Alright, let's look at some code:

Model-generating function and conceive two hyperparameters

We're going to be using scikit-learn, a toolkit often used with Keras and other machine learning software in order to do our grid search and our classification report, which will tell us about our best model. Then, we're also going to import Keras's KerasClassifier wrapper, which makes it compatible with scikit_learn.

So now, let's focus on a model-generating function and conceive two hyperparameters. One of them will be dropout and the other one will be the number of units in each one of the dense hidden layers. So, we're building a function here called dense_model that takes units and dropout and then computes our network as we did previously. But instead of having a hard-coded 32 or 0.1 (for example), the actual parameters are going to be passed in, which is going to compile the model for us, and then return that model as an output. This time, we're using the sequential model. Previously, when we used the Keras functional model, we chained our layers together one after the other. With the sequential model, it's a lot more like a list: you start off with the sequential model and you add layer after layer, until the sequential model itself forms the chain for you. And now for the hyperparameter grid. This is where we point out some shortcomings of the grid search versus an optimizer. You can see the values we're picking in the preceding screenshot. We'll do one epoch in order to make things run faster, and we'll keep a constant batch_size of 64 images that will vary between 32, 64, and 128 hidden units, and dropouts of 0.1, 0.2, and 0.4. Here's the big shortcoming of grid search: the hyperparameters you see listed here are the only ones that will be done—the grid search won't explore hyperparameter values in-between.

Now, we set up our KerasClassifier, handing it the model-building function we just created and setting verbose to 0 to hide the progress bars of each Keras run. Then, we set up a timer; I want to know how long this is going to take. Now, we set up a grid search with cross-validation. For its estimator, we give it our model, which is our KerasClassifier wrapper, and our grid parameter (see the preceding hyperparameters), and we say cv=6, meaning cut the data (the training data) into six different segments and then cross-validate. Train on 5, and use one sixth to validate and iteratively repeat this in order to search for the best hyperparameter values. Also, set verbose to 4 so that we can see a lot of output. Now that much is running with Keras alone, we call the fit function going from our x training data (again, those are our input images) to our y training data (these are the labels from the digits zero to nine) and then print out our best results. Note that we haven't actually touched our testing data yet; we're going to use that in a moment to score the value of the best model reported by the grid search.

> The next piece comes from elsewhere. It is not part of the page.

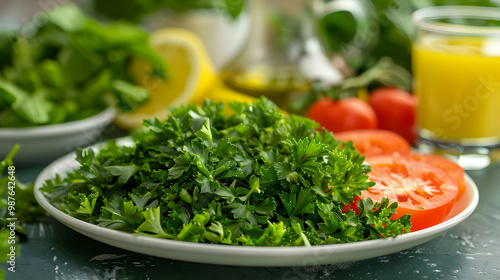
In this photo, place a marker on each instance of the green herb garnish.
(254, 178)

Now, we test the result. This is where we use argmax. Again, this is a function that looks into an array and picks out the index that has the largest value in it. Effectively, this turns an array of ten one-hot encoded values into a single number, which will be the digit that we're predicting. We then use a classification report that's going to print out x grid that shows us how often a digit was predicted correctly compared to the total number of digits that were to be predicted.

Alright, so the output of the preceding code is as follows:

Output—printing out scores

We're exploring each of the parameters in the hyperparameter grid and printing out a score. This is how the grid search searches for the best available model. When we're all done, a single model will have been picked. In this case, it's the one with the largest number of hidden units, and we're going to evaluate how well this model is using our testing data with the classification report.

In the following screenshot, you can see that the printout has each one of the digits we've recognized, as well as the precision (the percentage of time that we correctly classified the digit) and the recall (the number of the digits that we actually recalled):

Output—final score

You can see that our score is decent: it's 96% accurate overall.